Mountains! and a vibrant thriving local music scene from what I’ve heard…
Swimming- there’s Taughannock Park in T-burg, about 10 miles up the west side of the lake and Treman Park and Buttermilk Falls both have public swilling areas. Lots of people swim in the various gorges and streams around, but that is frowned upon by the Po-po. I got kicked out of a stream a couple summers ago. Best swimming is find a friend with a boat.
Collegetown and downtown are really two separate things. Collegetown is Cornell’s, populated by Cornell students who rarely go down the hill to downtown. I.C. students go downtown, but mostly it’s locals.
Restaurants and bars stay open til 1, but most kitchens close at 10 or 11. Lots of places to see live music.
To elaborate on this for the OP, swimming in creeks is also dangerous if you are upstream from a waterfall. In the Ithaca area, if you don’t know the geography, assume you are upstream from a waterfall (I can think of 10 falls over 20 feet high in large creeks just off the top of my head in the area.)
In addition, there is the Taughhannock falls plunge pool, which is located below brittle cliffs that sometimes drop large rocks into the pool, which has also killed a few people. (There is swimming in some other parts of the park, but the plunge pool is roped off and off limits.)

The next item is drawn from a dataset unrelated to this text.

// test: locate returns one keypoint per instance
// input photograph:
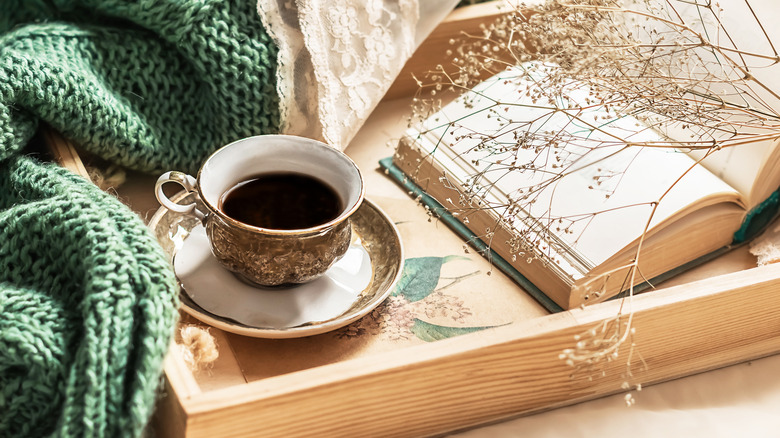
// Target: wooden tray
(720, 314)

So to the OP, I don’t know if you have shale in Illinois, but the majority of Upstate NY, Ithaca included, is made up of shale, which is very brittle, so if you are hiking, be very careful if you like to climb or scramble off-trail, because what would be a safe ledge if you were climbing granite or other less crumbly rock, could give way under your feet at any time. Which isn’t to say you can’t have fun scrambling up slopes, just don’t assume any ledges or handholds are safe.
It’s actually extremely dangerous.
There are surprisingly strong currents in what appear to be small idyllic pools that carry swimmers underneath underwater ledges and drown them.

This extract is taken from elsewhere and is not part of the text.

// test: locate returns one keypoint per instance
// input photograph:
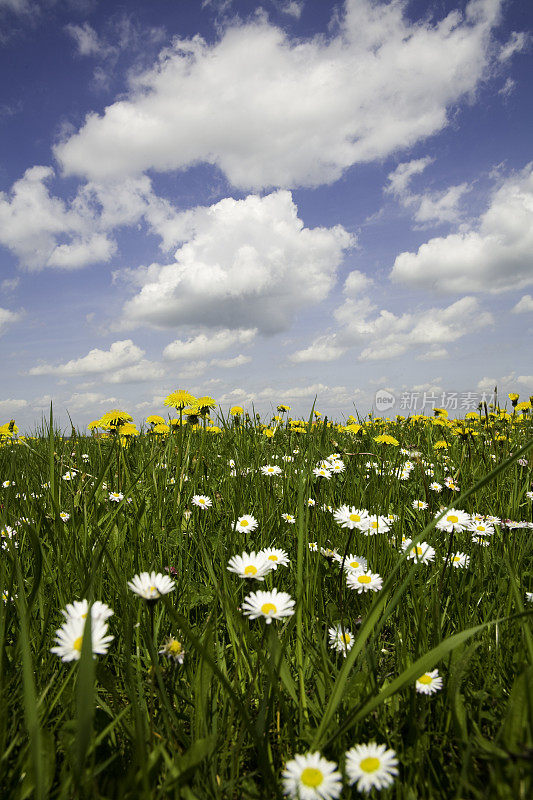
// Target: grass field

A few more details in this Cornell Alumni Magazine article.
That’s good to know, about the swimming stuff. The water I’m used to has sandy beaches, not shale. I wouldn’t have known the difference!

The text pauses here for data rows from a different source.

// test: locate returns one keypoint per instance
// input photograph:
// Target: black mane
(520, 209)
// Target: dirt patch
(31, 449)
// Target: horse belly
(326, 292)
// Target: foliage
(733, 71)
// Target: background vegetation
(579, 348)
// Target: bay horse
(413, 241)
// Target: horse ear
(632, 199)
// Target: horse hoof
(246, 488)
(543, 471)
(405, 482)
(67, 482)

Just had my skype interview this morning. It went well! Crossing all my fingers and toes :3
If you go to Ithaca take a drive up and see Taughannock Falls. They’re the tallest falls in New York state and there’s a nice park. It’s less than ten miles away.
You can also take a drive over to Watkins Glen and Montour Falls, two scenic towns about twenty miles from Ithaca.
One thing in NY is that bar closing times is set by the counties. So some counties close their bars at 1 am and some stay open to 4 am. Which means there are places where people have been drinking up to one in the morning and then when their local bar closes, they decide to drive thirty miles to find a bar in the next county that’s open until four. Obviously this is a bad idea.
Holy hell in a handbasket. I tore my car apart (and hair out) last night looking for my vehicle title, because the NY DMV website said I’d need the title to re-register my vehicle over there. I was so upset, I still have my originals of everything from when I purchased the vehicle. The title was the only thing I couldn’t find!
…only to find that in Illinois, the lienholder keeps your title until the car is paid off. :o Welp, at least I figured it out before I went and paid $100 for a duplicate title! Thank god for the internet. I guess I just need to call my lienholder after I move and have them do a title transfer? Do I do that before or after I go to the NY DMV?
Is it paid off? It can tricky sometimes if not. Anyway, you’ll have some time to work it out. Definitely wait until after the move, you aren’t a New York resident yet.
I hear the steamed hams in upstate New York are really good.
Well, I’m from Fredonia and I’ve never heard of steamed hams! Although I hear the cuisine in Albany is different. Why not Utica? Cause I’ve never been to Utica so I’d be lying
It’ll be paid off in 12 months. But I’m not staying here until then, and the car’s got to go regardless. Apparently IL is a title-holding state, but NY isn’t? They’ll just have to figure out how to handle it, I can’t be the first person in this situation.
I don’t get why so many states won’t provide owners with a title with the lienholder’s name on it for their own records, though. That seems dumb.